The Pacific Decadal Oscillation (PDO) and its Correlation with Snowfall
The State Climate Office notes that a negative PDO phase correlates with cooler, snowier periods for the region. An analysis of the PDO versus ENSO phase explains approximately 20% of the snowpack variance. This suggests that while ENSO plays a role, the broader, longer-term PDO cycle also significantly influences winter weather patterns.
Conclusion: A Call for Sustained Favorable Conditions
Forecasting winter snowpack in the Pacific Northwest is a complex endeavor, with ENSO and regional sea surface temperatures explaining, at best, around 25% of the variability observed in a 75-year dataset. The impending winter is likely to feature a weak La Niña that could transition into neutral conditions by mid-winter. This scenario portends a fairly typical snowpack for the region.
The probability of a moderate or strong La Niña remains low. However, should such an event materialize, it would significantly increase the likelihood of deeper snowpacks. Regional sea surface temperatures have cooled to near-normal levels, offering some encouragement. Nevertheless, the presence of surrounding warm waters may limit the potential for further cooling.

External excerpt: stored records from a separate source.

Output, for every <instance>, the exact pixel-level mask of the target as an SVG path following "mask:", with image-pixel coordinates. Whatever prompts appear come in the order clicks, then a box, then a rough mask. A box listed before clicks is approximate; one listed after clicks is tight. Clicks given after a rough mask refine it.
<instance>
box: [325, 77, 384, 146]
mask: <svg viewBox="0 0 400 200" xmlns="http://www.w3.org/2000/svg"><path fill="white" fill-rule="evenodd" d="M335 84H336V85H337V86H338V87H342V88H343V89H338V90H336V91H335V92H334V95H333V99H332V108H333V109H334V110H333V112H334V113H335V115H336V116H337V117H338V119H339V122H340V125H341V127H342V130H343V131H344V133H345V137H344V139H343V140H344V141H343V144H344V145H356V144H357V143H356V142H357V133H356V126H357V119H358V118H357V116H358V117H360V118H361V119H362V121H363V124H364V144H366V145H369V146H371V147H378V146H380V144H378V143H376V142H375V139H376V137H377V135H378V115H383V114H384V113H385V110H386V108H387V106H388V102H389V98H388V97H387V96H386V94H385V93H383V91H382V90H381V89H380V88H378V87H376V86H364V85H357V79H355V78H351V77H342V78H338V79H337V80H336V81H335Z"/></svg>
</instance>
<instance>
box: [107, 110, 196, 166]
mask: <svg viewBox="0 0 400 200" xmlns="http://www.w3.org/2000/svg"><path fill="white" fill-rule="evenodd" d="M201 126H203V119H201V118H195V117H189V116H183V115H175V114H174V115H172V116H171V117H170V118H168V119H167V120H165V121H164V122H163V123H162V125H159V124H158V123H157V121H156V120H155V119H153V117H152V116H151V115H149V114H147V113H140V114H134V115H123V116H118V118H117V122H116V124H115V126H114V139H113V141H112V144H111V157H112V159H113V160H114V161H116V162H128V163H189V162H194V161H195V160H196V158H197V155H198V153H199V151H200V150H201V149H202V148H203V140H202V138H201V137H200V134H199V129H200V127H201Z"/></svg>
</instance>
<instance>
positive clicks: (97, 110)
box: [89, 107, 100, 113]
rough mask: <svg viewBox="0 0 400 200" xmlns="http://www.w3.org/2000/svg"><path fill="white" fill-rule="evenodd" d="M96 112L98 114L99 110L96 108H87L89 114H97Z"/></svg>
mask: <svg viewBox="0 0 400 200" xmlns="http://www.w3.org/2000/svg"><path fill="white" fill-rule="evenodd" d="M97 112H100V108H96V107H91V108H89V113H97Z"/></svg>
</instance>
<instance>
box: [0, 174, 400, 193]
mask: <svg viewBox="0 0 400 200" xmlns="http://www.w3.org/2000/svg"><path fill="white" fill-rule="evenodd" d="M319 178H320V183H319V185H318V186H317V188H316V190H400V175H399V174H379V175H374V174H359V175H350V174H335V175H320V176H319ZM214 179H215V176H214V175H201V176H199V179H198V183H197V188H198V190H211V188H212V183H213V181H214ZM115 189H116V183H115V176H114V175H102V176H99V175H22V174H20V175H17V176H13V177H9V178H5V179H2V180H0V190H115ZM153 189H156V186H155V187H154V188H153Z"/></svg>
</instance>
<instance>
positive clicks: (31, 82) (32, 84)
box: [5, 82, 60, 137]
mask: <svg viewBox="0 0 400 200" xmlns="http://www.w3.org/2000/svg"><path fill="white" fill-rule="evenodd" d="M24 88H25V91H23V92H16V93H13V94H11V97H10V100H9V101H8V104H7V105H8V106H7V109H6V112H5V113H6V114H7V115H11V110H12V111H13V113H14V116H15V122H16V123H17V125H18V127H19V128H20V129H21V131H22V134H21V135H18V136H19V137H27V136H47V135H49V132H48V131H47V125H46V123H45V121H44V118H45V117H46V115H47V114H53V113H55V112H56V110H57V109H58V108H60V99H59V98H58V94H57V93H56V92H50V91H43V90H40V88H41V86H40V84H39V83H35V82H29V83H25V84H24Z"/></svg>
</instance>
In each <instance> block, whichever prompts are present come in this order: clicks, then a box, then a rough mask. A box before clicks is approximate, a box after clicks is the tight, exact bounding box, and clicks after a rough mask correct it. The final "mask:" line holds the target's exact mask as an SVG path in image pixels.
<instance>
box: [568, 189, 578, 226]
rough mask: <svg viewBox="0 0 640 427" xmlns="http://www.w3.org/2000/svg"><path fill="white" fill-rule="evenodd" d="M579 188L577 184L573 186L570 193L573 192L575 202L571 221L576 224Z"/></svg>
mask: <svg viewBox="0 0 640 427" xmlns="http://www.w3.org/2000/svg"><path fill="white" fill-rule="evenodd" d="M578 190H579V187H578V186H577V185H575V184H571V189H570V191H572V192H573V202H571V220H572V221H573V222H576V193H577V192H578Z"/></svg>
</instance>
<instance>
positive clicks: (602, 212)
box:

Ultimately, achieving significantly above-average snowpacks will depend on a confluence of favorable conditions: sustained upwelling off the coasts of South America and North America, continued cool-phase PDO conditions, and robust marine ecosystems supporting healthy fish populations. Ski resorts, water resource managers, and outdoor enthusiasts will be closely watching these indicators as the winter season unfolds.
Disclaimers: This analysis is based on current scientific understanding and forecasts, which are subject to change. Snowpack accumulation is influenced by numerous dynamic factors, and precise predictions remain challenging.